Turkish Airlines is another order of airline entirely. Air travel hasn’t been this genteel for ages: in the UK luxury is only for the moneyed traveller, and in the United States it’s disappeared altogether (unless you own a private jet) for coming up twenty years now (thanks very much for that, TSA). Trish and I have been so thoroughly Anglicised that complimentary drinks came as an actual shock, and as for the meals (not snacks… honest-to-god meals)… Well, we probably haven’t actually eaten that well at home in a while. Seats that reclined, legroom, delightful airhostesses, and lovely exotic music before and after take-off. Flying like I remember from my youth. Not to mention that, the further we get from the land of paranoia, the less dehumanising and humiliating air security becomes. I’ve gotten so use to surrendering my dignity that I’m unprepared for it when it’s enough to simply walk through the metal detector – shoes and belt and all.
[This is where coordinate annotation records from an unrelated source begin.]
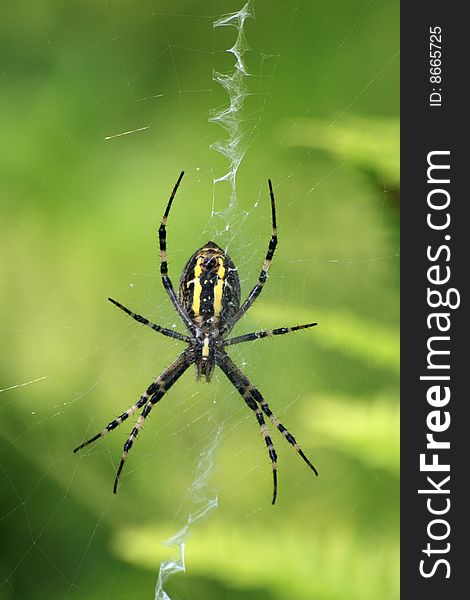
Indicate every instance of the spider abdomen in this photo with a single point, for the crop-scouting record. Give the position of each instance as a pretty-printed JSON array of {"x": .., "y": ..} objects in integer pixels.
[{"x": 209, "y": 288}]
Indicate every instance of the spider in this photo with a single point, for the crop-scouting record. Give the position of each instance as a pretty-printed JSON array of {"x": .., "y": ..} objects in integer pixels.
[{"x": 208, "y": 303}]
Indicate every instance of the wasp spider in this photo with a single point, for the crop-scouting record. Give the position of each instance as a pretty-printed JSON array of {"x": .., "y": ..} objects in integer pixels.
[{"x": 208, "y": 303}]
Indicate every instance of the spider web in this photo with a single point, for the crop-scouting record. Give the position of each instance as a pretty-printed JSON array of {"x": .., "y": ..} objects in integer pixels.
[{"x": 98, "y": 127}]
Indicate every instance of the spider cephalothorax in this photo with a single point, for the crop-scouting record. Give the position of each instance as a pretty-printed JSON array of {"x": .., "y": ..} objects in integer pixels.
[{"x": 208, "y": 303}]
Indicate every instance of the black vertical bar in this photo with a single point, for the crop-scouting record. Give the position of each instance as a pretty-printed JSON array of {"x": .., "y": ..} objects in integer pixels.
[{"x": 431, "y": 123}]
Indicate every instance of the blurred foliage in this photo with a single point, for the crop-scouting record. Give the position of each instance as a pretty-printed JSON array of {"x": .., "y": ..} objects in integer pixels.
[{"x": 79, "y": 220}]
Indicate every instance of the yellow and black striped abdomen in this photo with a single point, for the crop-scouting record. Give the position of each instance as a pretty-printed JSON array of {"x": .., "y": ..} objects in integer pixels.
[{"x": 209, "y": 287}]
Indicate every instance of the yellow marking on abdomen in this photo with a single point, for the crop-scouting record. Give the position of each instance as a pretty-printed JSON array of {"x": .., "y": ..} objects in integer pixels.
[
  {"x": 205, "y": 349},
  {"x": 197, "y": 288},
  {"x": 219, "y": 288}
]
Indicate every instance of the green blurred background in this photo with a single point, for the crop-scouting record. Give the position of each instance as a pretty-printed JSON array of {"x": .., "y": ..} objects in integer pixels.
[{"x": 79, "y": 215}]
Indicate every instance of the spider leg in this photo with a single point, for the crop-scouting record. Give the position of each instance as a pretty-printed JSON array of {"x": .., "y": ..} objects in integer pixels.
[
  {"x": 253, "y": 398},
  {"x": 150, "y": 391},
  {"x": 256, "y": 291},
  {"x": 164, "y": 264},
  {"x": 257, "y": 335},
  {"x": 163, "y": 330},
  {"x": 161, "y": 385}
]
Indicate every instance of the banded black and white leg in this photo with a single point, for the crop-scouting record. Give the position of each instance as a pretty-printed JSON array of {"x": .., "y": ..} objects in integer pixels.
[
  {"x": 140, "y": 319},
  {"x": 149, "y": 398},
  {"x": 257, "y": 335},
  {"x": 258, "y": 404},
  {"x": 258, "y": 288},
  {"x": 164, "y": 262}
]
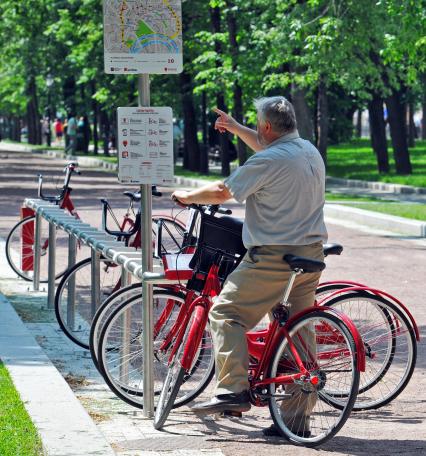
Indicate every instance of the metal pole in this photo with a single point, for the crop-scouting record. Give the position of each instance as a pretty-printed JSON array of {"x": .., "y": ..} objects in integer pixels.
[
  {"x": 147, "y": 266},
  {"x": 96, "y": 281},
  {"x": 51, "y": 267},
  {"x": 37, "y": 245},
  {"x": 72, "y": 254},
  {"x": 125, "y": 335}
]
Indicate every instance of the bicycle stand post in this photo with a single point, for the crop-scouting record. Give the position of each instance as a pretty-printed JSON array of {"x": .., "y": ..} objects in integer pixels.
[
  {"x": 37, "y": 252},
  {"x": 72, "y": 254},
  {"x": 51, "y": 267},
  {"x": 147, "y": 266},
  {"x": 95, "y": 281},
  {"x": 125, "y": 345}
]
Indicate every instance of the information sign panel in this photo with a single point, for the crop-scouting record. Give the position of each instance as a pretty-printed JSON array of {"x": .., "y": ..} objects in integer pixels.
[
  {"x": 143, "y": 36},
  {"x": 145, "y": 145}
]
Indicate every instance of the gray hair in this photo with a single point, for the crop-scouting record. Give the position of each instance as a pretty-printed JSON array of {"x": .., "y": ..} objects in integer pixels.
[{"x": 278, "y": 111}]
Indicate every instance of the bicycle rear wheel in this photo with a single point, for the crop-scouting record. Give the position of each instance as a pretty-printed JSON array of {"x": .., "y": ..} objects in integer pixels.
[
  {"x": 301, "y": 410},
  {"x": 20, "y": 250},
  {"x": 390, "y": 346},
  {"x": 73, "y": 298}
]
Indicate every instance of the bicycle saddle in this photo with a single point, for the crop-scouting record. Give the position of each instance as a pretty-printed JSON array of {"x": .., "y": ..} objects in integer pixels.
[
  {"x": 134, "y": 196},
  {"x": 306, "y": 264},
  {"x": 332, "y": 249}
]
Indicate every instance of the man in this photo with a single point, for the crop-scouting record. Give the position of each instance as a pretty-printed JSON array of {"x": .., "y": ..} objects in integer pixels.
[
  {"x": 71, "y": 133},
  {"x": 283, "y": 185}
]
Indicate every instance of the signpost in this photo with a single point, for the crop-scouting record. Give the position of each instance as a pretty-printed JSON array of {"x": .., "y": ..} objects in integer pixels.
[{"x": 144, "y": 37}]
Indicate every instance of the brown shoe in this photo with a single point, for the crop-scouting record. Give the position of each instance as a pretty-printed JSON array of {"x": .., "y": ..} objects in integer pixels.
[
  {"x": 235, "y": 402},
  {"x": 273, "y": 431}
]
It’s coming up to sunset in Istanbul and we’ve made our way out of the airport and figured out how to buy tokens for the metro (a pretty Turkish girl facilitated our communications with the man at the gate and helped us get change for the machine) and we’re on a tram now shooting through Sultanakmet, the historic district of the city. Approaching from the outskirts, the view of Istanbul from its edge was breath-taking and imposing; the city piles up on itself, rising in heaps and steps of domed mosques and palaces, ancient streets running like cataracts down in every direction. The city is awesome… as in awe-inspiring. Twinkling lights peaked out from a hundred thousand windows and cafes as dusk settled and we made our way in, and it felt a little like riding a magic carpet into a fairytale.
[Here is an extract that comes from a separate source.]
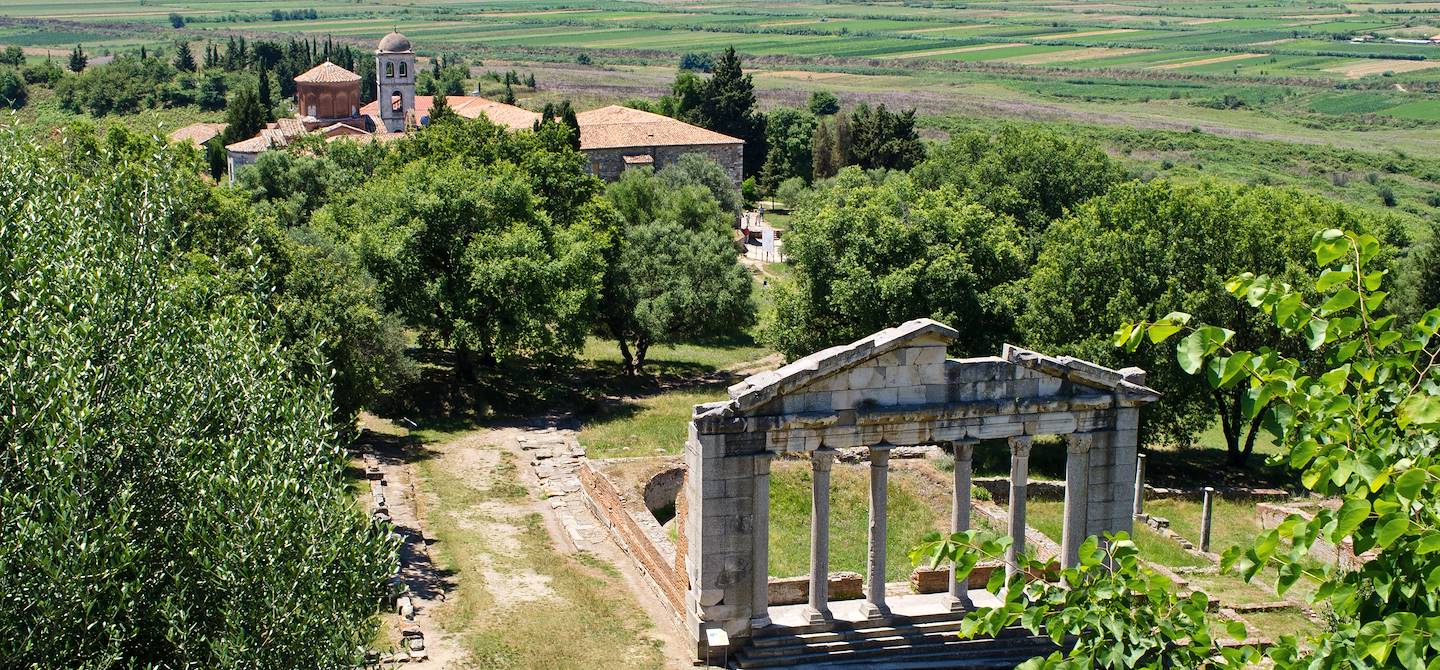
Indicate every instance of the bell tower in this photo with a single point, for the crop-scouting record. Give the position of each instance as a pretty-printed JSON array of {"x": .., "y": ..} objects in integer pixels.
[{"x": 395, "y": 81}]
Sultanakmet is the epicentre of all the magic. Back when this city was the capital of the Roman Empire, this was the happening place to be. From what we can see out of the window of this tram it looks like it’s now mainly tourists rambling around trying to get a deal on cheap lamps and magnets (I’m not going to lie, Trish and I buy a magnet for every city we visit), but that doesn’t detract from the sweeping majesty of works like the Haggia Sophia and the Blue Mosque. But we can only catch a glimpse as our tram continues on its way.
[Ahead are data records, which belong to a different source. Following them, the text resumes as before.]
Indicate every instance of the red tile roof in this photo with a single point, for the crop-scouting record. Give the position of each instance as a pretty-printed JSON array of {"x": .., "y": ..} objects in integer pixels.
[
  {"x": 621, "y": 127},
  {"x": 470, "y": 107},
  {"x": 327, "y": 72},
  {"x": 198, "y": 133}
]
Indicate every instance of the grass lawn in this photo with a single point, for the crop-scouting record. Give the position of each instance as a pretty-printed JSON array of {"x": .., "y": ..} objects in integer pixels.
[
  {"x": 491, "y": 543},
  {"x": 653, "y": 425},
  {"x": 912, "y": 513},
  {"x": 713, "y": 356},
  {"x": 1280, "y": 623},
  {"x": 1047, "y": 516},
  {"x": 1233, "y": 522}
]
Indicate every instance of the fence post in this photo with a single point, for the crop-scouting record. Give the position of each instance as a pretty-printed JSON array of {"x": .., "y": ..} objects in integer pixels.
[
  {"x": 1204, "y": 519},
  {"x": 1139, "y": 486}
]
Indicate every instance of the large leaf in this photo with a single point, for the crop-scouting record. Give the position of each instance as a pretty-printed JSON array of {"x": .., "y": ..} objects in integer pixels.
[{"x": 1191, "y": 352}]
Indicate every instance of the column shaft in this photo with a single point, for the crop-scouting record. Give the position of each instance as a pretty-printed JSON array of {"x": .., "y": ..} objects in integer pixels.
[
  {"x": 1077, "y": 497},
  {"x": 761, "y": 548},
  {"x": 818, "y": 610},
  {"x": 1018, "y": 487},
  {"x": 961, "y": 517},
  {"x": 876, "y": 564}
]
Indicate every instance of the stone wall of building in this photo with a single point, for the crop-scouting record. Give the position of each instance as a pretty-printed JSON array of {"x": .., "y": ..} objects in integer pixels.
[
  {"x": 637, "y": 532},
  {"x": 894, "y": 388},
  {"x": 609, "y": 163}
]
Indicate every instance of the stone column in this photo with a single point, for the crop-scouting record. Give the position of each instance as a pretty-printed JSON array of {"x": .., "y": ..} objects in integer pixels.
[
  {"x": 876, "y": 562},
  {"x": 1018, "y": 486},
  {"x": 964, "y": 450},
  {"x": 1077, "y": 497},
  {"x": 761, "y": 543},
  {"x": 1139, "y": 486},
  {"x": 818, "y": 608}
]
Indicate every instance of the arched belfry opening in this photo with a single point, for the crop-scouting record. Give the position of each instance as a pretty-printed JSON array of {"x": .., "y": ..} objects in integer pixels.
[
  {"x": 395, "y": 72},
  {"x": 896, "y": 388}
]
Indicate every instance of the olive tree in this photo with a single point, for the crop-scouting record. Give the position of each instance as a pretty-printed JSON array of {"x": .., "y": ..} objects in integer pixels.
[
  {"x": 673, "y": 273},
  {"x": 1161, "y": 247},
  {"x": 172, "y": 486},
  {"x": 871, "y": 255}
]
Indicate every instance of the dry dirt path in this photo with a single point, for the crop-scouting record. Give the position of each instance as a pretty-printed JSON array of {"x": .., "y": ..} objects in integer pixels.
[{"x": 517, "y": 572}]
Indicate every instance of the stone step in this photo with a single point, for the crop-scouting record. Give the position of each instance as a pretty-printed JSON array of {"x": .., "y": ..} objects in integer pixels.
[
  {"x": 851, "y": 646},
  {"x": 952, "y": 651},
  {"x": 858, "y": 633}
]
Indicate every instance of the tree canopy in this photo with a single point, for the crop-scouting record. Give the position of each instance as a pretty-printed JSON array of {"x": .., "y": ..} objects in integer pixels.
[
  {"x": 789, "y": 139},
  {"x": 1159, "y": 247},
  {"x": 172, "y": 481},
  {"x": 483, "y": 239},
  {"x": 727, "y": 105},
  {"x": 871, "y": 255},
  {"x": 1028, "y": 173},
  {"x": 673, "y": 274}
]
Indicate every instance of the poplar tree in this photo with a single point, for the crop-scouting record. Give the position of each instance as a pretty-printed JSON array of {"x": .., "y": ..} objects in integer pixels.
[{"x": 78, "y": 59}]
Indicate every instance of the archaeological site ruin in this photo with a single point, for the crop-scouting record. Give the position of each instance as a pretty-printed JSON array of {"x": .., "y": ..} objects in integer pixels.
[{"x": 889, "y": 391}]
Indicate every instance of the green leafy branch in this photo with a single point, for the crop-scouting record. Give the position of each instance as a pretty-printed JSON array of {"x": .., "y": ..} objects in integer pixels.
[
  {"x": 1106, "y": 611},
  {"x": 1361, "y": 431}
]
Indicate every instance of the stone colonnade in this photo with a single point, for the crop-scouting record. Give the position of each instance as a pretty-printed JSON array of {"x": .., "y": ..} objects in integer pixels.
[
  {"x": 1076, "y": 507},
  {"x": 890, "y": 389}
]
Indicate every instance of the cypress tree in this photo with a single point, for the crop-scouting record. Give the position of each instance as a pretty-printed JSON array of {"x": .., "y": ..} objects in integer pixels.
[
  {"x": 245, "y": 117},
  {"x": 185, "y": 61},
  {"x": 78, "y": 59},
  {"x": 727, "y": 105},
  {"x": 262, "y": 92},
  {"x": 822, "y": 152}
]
One of the difficult things about this trip is that we’re pretty much always on the move. We’re here in Turkey for two days, and I could spend a month here easily. So we should be picking and choosing very carefully. In actual fact, a lot of what we end up doing is sort of wandering ‘round and getting a little lost. Not that we ever actually get lost. Vodafone’s been getting their pound of flesh since we left the UK. Roaming charges for wireless Internet are through the roof, but we haven’t been anywhere long enough for getting a new SIM card to seem like a good idea yet. But we just bumble a bit… It’s okay for us – we see the world through the eyes of wandering vagabonds, and we like it that way.